E! Online called "Funeral", "An emotionally wracked masterpiece, drawing on immaculate influences like the Pixies and Talking Heads while sounding distinctly original."
"Rolling Stone" raved, "Funeral aches with elegiac intensity. "
Blender said the album, "...reveals added nuance with every listen," while DotMusic gushed, “'Funeral' is the sort of perfectly-realised record you’d hope from a band at the top of their game. For a debut release it’s unmatched in recent years."
No less vaunted a source than "No Ripcord" rhapsodized, "Not only are the songs uniformly excellent, they also show a mastery of the art of controlled dynamics, of tension and release, that most young bands ignore to pursue the catharsis of sustained intensity."
So when Arcade Fire released the album "Neon Bible," it was only natural to wonder whether the critics would suffer a sophomore slump. After three years, could the hype possibly live up to the hype? In a business where meaningless encomiums so often degenerate into substantive critiques, critics stepped up and delivered a laudatory jack session normally reserved exclusively for Clive Owen performances.

The Onion jizzed, "Through Neon Bible, the band is seemingly sending a beacon to other reasonable people forced underground by the world's insanity. It's almost like a musical version of Ayn Rand's Atlas Shrugged."
Hot Press pompously adjusted their monocle and wrote, "So, Funeral was by no means a fluke. The Arcade Fire are unquestionably the real deal.
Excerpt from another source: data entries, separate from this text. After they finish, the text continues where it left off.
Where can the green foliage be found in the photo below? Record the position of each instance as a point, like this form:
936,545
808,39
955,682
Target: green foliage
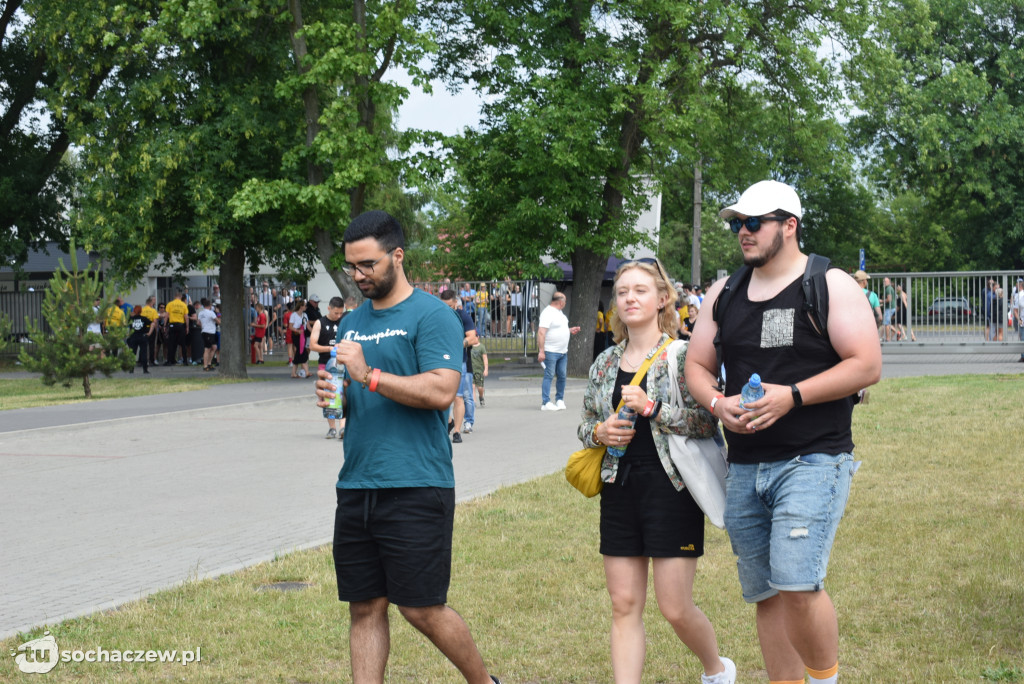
593,101
35,176
74,301
185,118
350,155
940,87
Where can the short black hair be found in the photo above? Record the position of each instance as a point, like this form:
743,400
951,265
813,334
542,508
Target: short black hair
377,224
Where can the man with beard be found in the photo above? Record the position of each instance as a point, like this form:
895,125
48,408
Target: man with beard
791,453
395,492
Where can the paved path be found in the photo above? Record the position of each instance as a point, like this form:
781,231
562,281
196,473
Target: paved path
119,499
107,502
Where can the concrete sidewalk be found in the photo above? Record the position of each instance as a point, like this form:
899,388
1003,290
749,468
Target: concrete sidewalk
110,501
100,511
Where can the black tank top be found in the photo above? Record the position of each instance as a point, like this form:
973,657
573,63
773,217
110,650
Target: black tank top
641,452
775,339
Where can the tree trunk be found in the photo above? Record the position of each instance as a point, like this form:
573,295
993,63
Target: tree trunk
588,272
697,200
326,247
235,314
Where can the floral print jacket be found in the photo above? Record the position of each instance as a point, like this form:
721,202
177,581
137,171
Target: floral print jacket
690,419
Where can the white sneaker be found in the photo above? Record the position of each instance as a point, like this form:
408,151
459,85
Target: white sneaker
726,677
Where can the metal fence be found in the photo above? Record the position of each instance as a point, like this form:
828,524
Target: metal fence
23,306
969,310
505,315
945,311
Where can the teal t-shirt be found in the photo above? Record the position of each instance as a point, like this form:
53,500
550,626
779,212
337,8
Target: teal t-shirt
389,444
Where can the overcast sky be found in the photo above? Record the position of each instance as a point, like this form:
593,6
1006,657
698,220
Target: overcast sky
439,111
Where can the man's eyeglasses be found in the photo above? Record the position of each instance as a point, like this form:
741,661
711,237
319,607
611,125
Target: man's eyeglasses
365,267
753,223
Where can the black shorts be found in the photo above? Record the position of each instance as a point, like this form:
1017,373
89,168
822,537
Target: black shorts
642,514
394,543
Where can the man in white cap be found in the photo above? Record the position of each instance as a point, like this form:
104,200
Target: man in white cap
791,453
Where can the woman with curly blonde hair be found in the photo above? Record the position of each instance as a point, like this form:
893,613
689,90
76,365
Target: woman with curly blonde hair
648,519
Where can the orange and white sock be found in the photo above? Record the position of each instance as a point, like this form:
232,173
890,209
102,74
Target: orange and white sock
829,676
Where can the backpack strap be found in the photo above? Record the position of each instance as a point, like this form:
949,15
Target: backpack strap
815,300
816,293
741,273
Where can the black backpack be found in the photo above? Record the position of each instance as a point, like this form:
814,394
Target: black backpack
815,300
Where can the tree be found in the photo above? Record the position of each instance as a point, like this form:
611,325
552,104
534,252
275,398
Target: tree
187,116
35,175
74,301
5,327
941,86
589,100
342,54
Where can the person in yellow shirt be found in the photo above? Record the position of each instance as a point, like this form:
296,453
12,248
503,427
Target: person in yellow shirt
177,329
150,311
482,301
115,314
600,330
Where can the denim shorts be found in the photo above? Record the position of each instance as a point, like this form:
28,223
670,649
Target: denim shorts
781,518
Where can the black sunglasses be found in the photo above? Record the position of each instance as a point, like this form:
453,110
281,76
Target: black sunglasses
753,223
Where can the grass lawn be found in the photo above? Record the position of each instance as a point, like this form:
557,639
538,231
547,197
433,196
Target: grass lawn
927,575
28,392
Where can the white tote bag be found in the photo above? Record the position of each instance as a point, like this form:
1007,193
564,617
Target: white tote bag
700,463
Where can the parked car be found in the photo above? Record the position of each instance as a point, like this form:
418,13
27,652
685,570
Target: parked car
946,308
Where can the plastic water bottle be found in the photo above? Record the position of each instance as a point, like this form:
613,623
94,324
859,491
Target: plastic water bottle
752,391
337,375
625,414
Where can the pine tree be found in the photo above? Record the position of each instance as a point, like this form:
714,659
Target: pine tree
74,300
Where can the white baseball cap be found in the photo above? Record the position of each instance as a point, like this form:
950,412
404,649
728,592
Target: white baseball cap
763,198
And to prove it they’ve now thrown in another contender for ‘best record of the decade’."
No less vaunted a source than "No Ripcord" rhapsodized, "The music is beautiful, spiritual, intense, fun and, as Lester Bangs once called the Clash, righteous."
Trouser Press spunked, "A rewarding, resonant album, Neon Bible ranks among the best indie rock recordings of all time," and even the normally staid Boston Globe wanked, "Not quite of this world and not quite over the edge, these earthy, epic songs aren't meant to save us, only to supply some monumental crescendos and a wide-screen view on the way down."
So buy "Neon Bible," and find out why everyone is so in love with themselves.